Daily Princetonian: There has been a lot of debate about the next generation Blu-ray and HD DVD technologies in recent weeks. It seems more and more companies are backing the Blu-ray standard. The current debate seems to harken back to the Betamax vs. VHS format war in the 1970s and 80s, where Betamax was ostensibly the superior technology yet it did not gain wide acceptance. Why is Microsoft not backing Blu-ray today — a technology that many consider to be superior?Okay, when Bill "the license agreement says I own you" Gates says you're too consumer-hostile, be afraid.
Gates: Well, the key issue here is that the protection scheme under Blu-ray is very anti-consumer and there's not much visibility of that. The inconvenience is that the [movie] studios got too much protection at the expense consumers and it won't work well on PCs. You won't be able to play movies and do software in a flexible way.

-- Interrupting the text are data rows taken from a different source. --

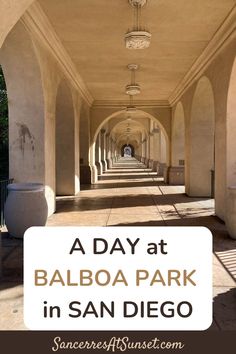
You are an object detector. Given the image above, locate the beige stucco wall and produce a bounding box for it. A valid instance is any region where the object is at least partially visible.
[173,38,236,220]
[0,0,33,48]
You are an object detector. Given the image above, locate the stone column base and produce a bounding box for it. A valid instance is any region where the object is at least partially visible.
[157,162,166,176]
[163,166,184,185]
[80,165,92,184]
[106,159,112,169]
[152,161,158,172]
[147,160,153,169]
[225,186,236,240]
[91,165,98,184]
[169,167,185,185]
[101,160,107,172]
[95,161,102,176]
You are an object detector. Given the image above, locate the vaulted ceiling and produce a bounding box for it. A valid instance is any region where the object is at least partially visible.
[39,0,235,100]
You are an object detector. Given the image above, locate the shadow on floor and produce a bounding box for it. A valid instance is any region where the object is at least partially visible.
[56,194,214,213]
[0,232,23,290]
[213,288,236,331]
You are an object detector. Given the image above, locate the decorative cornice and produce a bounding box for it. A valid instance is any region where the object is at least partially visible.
[169,6,236,106]
[21,1,94,105]
[93,100,170,109]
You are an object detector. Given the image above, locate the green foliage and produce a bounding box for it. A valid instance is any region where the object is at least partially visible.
[0,66,8,179]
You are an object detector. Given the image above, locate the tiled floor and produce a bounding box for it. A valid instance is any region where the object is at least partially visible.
[0,160,236,330]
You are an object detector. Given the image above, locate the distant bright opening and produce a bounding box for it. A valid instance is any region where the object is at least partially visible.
[121,144,134,157]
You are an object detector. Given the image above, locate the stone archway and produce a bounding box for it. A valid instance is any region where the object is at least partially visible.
[90,109,170,183]
[186,77,215,197]
[121,144,135,157]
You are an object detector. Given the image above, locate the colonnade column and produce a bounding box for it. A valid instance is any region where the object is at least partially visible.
[100,129,107,172]
[152,125,161,172]
[95,132,102,175]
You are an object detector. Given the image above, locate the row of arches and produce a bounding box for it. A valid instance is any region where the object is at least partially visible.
[0,3,236,230]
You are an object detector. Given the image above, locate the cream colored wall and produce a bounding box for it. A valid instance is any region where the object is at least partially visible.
[175,37,236,220]
[0,0,34,48]
[0,23,45,183]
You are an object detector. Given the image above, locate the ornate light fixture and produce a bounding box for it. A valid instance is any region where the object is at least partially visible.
[125,0,151,49]
[126,96,137,114]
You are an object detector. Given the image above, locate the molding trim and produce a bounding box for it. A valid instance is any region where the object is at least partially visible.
[93,100,170,109]
[169,6,236,106]
[21,1,94,106]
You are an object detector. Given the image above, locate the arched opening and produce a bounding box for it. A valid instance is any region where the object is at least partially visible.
[56,80,75,196]
[0,65,9,180]
[186,77,215,197]
[90,110,169,183]
[121,144,135,157]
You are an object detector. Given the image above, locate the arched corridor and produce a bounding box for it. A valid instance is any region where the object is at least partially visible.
[48,157,217,226]
[0,0,236,330]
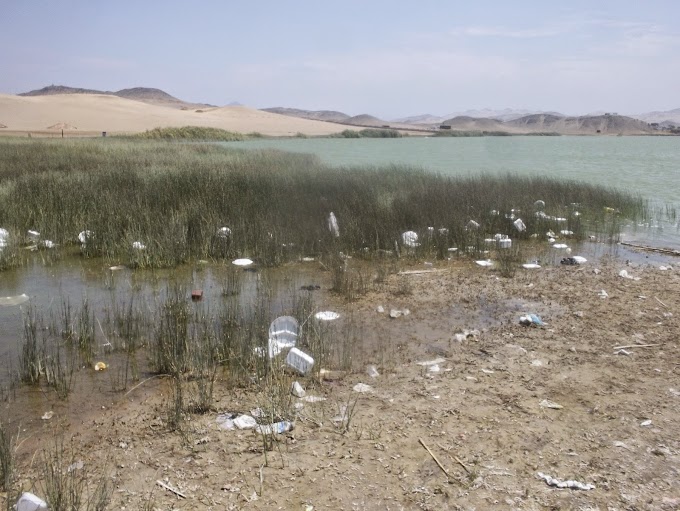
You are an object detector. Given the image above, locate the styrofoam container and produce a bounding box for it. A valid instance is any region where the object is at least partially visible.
[15,492,47,511]
[286,348,314,375]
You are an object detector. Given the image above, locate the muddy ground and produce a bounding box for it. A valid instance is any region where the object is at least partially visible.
[3,254,680,510]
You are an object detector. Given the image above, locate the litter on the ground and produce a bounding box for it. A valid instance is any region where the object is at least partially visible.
[352,383,373,394]
[512,218,527,232]
[78,231,94,245]
[560,256,588,265]
[290,381,305,397]
[328,211,340,238]
[14,492,47,511]
[401,231,420,248]
[234,415,257,429]
[215,413,236,431]
[538,472,595,490]
[256,421,295,435]
[619,270,640,280]
[390,309,411,319]
[0,293,29,306]
[519,314,544,326]
[314,311,340,321]
[268,316,299,358]
[416,357,446,367]
[217,227,231,238]
[538,399,564,410]
[66,460,85,474]
[300,396,326,403]
[286,348,314,375]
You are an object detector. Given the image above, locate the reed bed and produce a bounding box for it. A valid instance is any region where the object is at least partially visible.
[0,139,646,268]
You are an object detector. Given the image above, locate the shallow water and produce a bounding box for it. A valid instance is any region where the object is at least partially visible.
[0,256,326,382]
[225,136,680,249]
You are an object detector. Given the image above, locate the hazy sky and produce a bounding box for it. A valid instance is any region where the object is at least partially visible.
[0,0,680,119]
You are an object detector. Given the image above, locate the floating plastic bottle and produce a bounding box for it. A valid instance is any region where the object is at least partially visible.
[15,492,47,511]
[286,348,314,375]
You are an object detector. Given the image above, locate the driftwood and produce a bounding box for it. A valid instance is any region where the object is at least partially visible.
[612,344,661,350]
[156,480,187,499]
[397,270,444,275]
[619,241,680,256]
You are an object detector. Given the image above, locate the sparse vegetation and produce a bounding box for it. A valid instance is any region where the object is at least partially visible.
[0,139,645,268]
[127,126,244,142]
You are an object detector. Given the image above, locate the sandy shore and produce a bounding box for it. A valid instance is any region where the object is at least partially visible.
[3,258,680,510]
[0,94,345,136]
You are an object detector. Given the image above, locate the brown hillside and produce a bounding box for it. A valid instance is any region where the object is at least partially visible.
[441,115,516,132]
[261,107,349,122]
[18,85,214,110]
[505,114,654,135]
[0,94,350,136]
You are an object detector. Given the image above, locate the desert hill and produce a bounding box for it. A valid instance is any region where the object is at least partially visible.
[0,93,350,136]
[343,114,389,128]
[261,106,350,122]
[631,108,680,126]
[441,115,516,132]
[18,85,214,109]
[392,114,444,126]
[504,114,654,135]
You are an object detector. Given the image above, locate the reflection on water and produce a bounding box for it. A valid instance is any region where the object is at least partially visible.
[223,136,680,249]
[0,257,326,382]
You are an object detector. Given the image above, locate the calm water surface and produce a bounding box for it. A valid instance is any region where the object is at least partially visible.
[225,136,680,249]
[0,137,680,383]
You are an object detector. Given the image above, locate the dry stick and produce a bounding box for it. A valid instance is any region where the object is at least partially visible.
[156,479,187,499]
[123,374,168,397]
[612,344,661,350]
[654,296,668,308]
[418,438,449,477]
[437,444,470,474]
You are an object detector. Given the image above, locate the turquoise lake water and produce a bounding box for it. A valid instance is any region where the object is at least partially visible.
[225,136,680,249]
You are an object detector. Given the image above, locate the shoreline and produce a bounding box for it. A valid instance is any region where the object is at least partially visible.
[3,258,680,509]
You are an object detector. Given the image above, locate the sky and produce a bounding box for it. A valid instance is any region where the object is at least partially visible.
[0,0,680,120]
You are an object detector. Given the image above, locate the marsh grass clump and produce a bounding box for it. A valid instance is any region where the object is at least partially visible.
[0,421,16,494]
[127,126,244,142]
[42,434,113,511]
[0,138,646,268]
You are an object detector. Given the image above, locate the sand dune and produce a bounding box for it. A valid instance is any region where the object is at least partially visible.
[0,94,342,136]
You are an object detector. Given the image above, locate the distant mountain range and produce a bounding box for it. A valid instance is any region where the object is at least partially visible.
[17,85,215,109]
[395,108,563,124]
[256,107,667,135]
[13,85,680,134]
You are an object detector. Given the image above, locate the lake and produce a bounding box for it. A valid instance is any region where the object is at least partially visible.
[224,136,680,249]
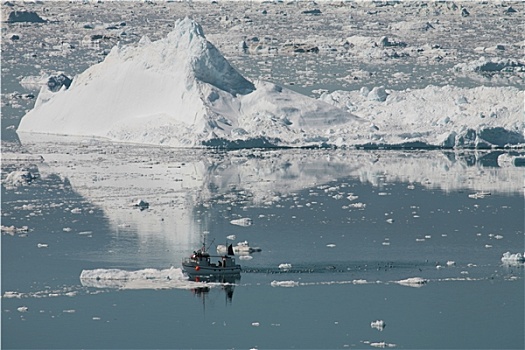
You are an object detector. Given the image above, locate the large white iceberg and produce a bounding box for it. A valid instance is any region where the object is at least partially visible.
[18,18,525,148]
[18,18,362,147]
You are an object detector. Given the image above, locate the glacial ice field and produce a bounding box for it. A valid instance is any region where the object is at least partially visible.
[0,0,525,349]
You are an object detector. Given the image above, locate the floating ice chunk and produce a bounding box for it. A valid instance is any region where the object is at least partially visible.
[270,281,299,288]
[367,86,388,102]
[348,202,366,209]
[352,279,368,284]
[2,170,37,188]
[279,263,292,270]
[2,291,23,299]
[370,341,396,348]
[396,277,428,288]
[468,192,490,199]
[80,267,199,289]
[1,225,29,236]
[230,218,252,227]
[370,320,386,331]
[131,199,149,210]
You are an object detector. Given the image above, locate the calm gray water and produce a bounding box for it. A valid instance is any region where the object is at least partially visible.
[2,140,524,349]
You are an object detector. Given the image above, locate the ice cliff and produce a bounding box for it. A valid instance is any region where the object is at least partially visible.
[18,18,525,148]
[18,18,362,147]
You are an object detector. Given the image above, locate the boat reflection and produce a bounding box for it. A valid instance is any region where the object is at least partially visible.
[189,274,241,303]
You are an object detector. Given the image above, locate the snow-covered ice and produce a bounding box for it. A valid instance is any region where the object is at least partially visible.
[501,252,525,266]
[370,320,386,331]
[396,277,428,288]
[80,267,214,289]
[18,18,525,148]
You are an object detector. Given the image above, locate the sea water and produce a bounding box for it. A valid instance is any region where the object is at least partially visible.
[2,140,524,349]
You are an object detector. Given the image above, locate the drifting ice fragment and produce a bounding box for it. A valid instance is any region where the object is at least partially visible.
[396,277,428,288]
[370,320,386,331]
[132,199,149,210]
[270,281,299,288]
[279,264,292,270]
[501,252,525,266]
[230,218,252,227]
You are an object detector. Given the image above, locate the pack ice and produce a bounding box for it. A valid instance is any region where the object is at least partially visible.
[18,18,525,148]
[18,18,362,147]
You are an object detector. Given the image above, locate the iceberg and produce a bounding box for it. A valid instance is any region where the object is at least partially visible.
[18,18,363,148]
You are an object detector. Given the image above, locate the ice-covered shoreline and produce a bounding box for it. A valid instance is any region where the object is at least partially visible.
[14,18,525,149]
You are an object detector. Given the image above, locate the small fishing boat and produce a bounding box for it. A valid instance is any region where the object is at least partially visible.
[182,244,241,277]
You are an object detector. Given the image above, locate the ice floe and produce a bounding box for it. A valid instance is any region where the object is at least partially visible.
[230,218,253,227]
[395,277,428,288]
[501,252,525,266]
[370,320,386,331]
[80,267,209,289]
[270,281,299,288]
[18,18,525,148]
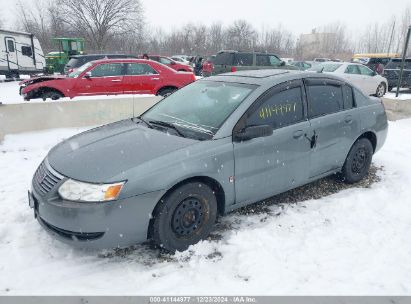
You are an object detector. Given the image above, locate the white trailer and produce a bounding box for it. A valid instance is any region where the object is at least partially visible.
[0,29,46,78]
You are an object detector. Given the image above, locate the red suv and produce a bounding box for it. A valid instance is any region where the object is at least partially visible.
[148,55,194,73]
[20,59,195,100]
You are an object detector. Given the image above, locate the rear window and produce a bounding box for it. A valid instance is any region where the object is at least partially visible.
[385,59,411,70]
[214,53,234,65]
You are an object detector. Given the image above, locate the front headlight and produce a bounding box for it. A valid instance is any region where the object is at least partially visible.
[58,179,125,202]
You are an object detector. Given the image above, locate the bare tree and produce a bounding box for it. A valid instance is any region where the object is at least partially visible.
[58,0,143,51]
[227,20,257,51]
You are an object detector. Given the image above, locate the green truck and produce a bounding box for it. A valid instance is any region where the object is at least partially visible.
[46,38,84,74]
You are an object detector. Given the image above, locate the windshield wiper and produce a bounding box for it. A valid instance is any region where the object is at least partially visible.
[135,116,153,129]
[149,120,186,137]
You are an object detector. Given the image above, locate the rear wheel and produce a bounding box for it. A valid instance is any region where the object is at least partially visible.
[41,91,64,100]
[341,138,374,184]
[152,182,217,252]
[375,82,387,97]
[157,88,177,97]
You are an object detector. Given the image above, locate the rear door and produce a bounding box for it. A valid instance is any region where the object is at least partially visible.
[123,63,161,94]
[74,63,124,96]
[4,37,19,70]
[233,80,311,204]
[305,78,359,179]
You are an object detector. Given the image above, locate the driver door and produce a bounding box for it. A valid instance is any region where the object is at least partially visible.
[75,63,124,96]
[233,80,311,205]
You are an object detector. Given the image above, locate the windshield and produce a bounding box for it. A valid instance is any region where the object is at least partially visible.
[143,81,257,138]
[68,62,93,78]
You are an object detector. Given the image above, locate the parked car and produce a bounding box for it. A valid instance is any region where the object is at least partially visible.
[64,54,137,75]
[170,56,189,65]
[289,61,313,71]
[20,59,195,100]
[29,70,387,251]
[203,51,297,77]
[148,55,194,73]
[383,58,411,91]
[313,58,332,62]
[351,53,400,75]
[311,62,388,97]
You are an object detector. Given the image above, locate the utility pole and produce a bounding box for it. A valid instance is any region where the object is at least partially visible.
[387,20,395,56]
[395,25,411,97]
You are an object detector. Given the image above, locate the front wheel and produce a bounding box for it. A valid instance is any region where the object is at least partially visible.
[152,182,217,252]
[375,82,387,97]
[341,138,374,184]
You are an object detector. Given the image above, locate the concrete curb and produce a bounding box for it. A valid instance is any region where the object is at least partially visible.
[0,96,161,142]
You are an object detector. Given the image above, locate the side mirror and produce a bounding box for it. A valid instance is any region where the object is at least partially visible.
[234,125,273,142]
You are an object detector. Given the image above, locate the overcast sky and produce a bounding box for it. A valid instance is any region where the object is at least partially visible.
[0,0,411,35]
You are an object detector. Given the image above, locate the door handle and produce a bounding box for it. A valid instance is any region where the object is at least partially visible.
[293,130,304,139]
[344,115,352,123]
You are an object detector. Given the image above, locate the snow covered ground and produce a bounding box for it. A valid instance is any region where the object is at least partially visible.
[0,119,411,295]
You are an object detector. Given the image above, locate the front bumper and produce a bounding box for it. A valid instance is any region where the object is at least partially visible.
[29,160,165,249]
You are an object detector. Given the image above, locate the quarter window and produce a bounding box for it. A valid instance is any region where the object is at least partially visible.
[91,63,123,77]
[127,63,158,75]
[307,84,343,118]
[342,85,355,110]
[21,46,33,57]
[7,40,15,53]
[246,87,304,129]
[345,64,361,74]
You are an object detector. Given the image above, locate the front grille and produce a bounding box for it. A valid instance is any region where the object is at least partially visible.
[33,161,61,195]
[38,217,104,241]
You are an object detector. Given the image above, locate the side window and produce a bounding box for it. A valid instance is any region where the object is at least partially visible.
[342,85,355,110]
[234,53,253,66]
[268,55,281,66]
[246,87,304,129]
[91,63,123,77]
[21,46,33,57]
[127,63,158,75]
[345,64,361,74]
[307,84,343,118]
[257,54,271,66]
[358,65,374,76]
[7,40,15,53]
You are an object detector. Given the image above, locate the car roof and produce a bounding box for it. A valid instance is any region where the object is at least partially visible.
[201,69,346,87]
[70,54,135,58]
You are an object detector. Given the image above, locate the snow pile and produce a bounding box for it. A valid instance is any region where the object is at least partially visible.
[0,119,411,295]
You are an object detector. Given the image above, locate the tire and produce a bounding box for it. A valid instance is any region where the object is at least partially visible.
[375,82,387,97]
[157,88,177,97]
[151,182,217,252]
[41,91,64,100]
[341,138,374,184]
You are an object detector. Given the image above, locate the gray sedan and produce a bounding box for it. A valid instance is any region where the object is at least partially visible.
[29,70,387,251]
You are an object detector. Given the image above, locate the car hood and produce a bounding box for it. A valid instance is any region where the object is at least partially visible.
[48,119,198,183]
[19,75,67,86]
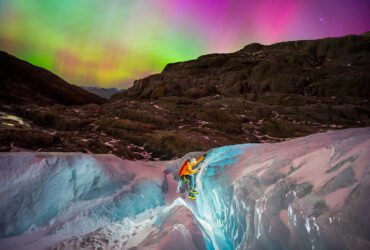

It's not the physical format that we have the issue with, it's that the protection scheme on Blu is very anti-consumer. If [the Blu-ray group] would fix that one thing, you know, that'd be fine.
For us it's not the physical format. Understand that this is the last physical format there will ever be. Everything's going to be streamed directly or on a hard disk. So, in this way, it's even unclear how much this one counts.
That said, he's exactly right on his last point - this will be the last physical media, and I'm more and more convinced that people won't use it for much. Most data is more easily available off the net, anyway. If we can make flash drives a bit bigger and faster, they'll be able to eclipse DVDs entirely. (You can already find a very few 8 GB flash drives.) Once flash (or some analagous technology) can hold data up to or past 50GB, we simply won't need these HD-DVDs. Of course, the latest iPods already hold more than 50GB, so we're not that far off.